I then took a blood test to test for any cancerous markers and thankfully the results seem like it’s good, no scary amount of cancer markers. 
So its Saturday now, 2 days to the surgery. I’ve just been googling what a laparatomy really means, and what happens post-op. 
http://my-flights-of-fancy.blogspot.sg/2011/09/ovarian-cyst-and-laparotomy.html
What I got out of this blog post and several others, was the sad thing that I’d have to lose all my normal bodily functions after the operation incl drinking, feeding and any form of excretion :( but also walking, standing, running (haha) wow. This whole episode has really made me realise how important health is. Without a healthy body, you truly can’t do anything, not even study, regardless of how smart you can be, the mental capacity ties in with the physical capacity too. 

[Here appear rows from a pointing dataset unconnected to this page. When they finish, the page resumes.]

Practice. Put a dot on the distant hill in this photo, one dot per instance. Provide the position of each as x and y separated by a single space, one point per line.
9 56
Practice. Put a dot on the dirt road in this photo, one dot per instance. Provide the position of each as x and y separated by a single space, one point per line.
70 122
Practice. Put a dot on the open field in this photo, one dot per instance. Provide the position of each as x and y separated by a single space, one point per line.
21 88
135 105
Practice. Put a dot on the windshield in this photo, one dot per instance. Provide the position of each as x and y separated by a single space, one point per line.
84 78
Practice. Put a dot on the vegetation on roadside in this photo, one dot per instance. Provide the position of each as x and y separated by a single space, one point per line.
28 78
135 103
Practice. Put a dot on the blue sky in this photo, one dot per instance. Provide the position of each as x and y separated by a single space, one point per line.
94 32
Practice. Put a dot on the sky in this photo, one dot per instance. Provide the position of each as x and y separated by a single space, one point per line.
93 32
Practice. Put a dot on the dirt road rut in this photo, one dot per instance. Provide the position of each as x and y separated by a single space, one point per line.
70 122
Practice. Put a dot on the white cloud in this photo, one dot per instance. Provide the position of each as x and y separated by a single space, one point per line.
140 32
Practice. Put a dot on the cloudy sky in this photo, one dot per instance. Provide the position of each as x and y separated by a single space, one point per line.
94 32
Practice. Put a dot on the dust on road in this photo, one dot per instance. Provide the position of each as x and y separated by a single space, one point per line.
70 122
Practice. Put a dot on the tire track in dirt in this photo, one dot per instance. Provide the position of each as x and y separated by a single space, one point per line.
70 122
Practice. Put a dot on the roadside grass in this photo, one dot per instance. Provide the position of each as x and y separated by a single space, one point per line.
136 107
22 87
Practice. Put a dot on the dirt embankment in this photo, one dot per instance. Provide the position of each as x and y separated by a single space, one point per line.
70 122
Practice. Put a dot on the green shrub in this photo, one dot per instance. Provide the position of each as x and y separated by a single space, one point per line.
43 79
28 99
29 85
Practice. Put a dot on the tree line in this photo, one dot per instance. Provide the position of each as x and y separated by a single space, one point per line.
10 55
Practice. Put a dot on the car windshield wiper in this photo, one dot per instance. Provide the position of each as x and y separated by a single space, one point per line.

And things that we take for granted, like a healthy reproductive system or even menstruation, are actually also privileges. Things that not everyone is endowed with. It pains my heart to think about what would happen if I had my ovaries removed, just one even, could reduce fertility despite what my doctor friends saying that it’ll be ok. But hell no, you’re not the one who’s gna be MISSING something from your body. 
This brings me to another point about friendship. So far I’ve only told those who asked about my whereabouts/ well-being or are close friends eg. J and also Daniel. But of those that I’ve had to recount to, I notice a few phenomenon. Some I am thankful to have known, who are worried from the very beginning, who understand that no matter what they say, it cannot be equivalent to the struggles that I as an individual or me and my family are going true, who offer love in many ways. And then there’s the other spectrum where I get the “I know how you feel” (but do you?) and “are you okay?” (what if i say I’m actually not) or the “one ovary is still ok!” (how’d you know?), where I find myself having to play up the fact that this thing might be god damn cancerous, this thing is bigger than a 15cm ruler, this thing is stopping me from going back to school, from dancing, from going out, and then later on, this thing will make me bed-ridden and unable to even pee or poo or fart (!!) on my own, to make you actually think that my condition is serious. I don’t think I’m trying to gain sympathy or pity or anything, but I don’t think its hard to have true empathy, to think from my perspective, to realise that my WHOLE life is on hold because of this surgery, to realise that the magnitude of this surgery does not reside in whether or not the cyst is cancerous, but that it’s the size of a freaking 4 month old baby. But I also understand that not everyone can give up their own normal life for a while and truly be with a friend in need. But for those who can, thank you for being a friend indeed. 
Will update with more experiences in the hospital. Sigh.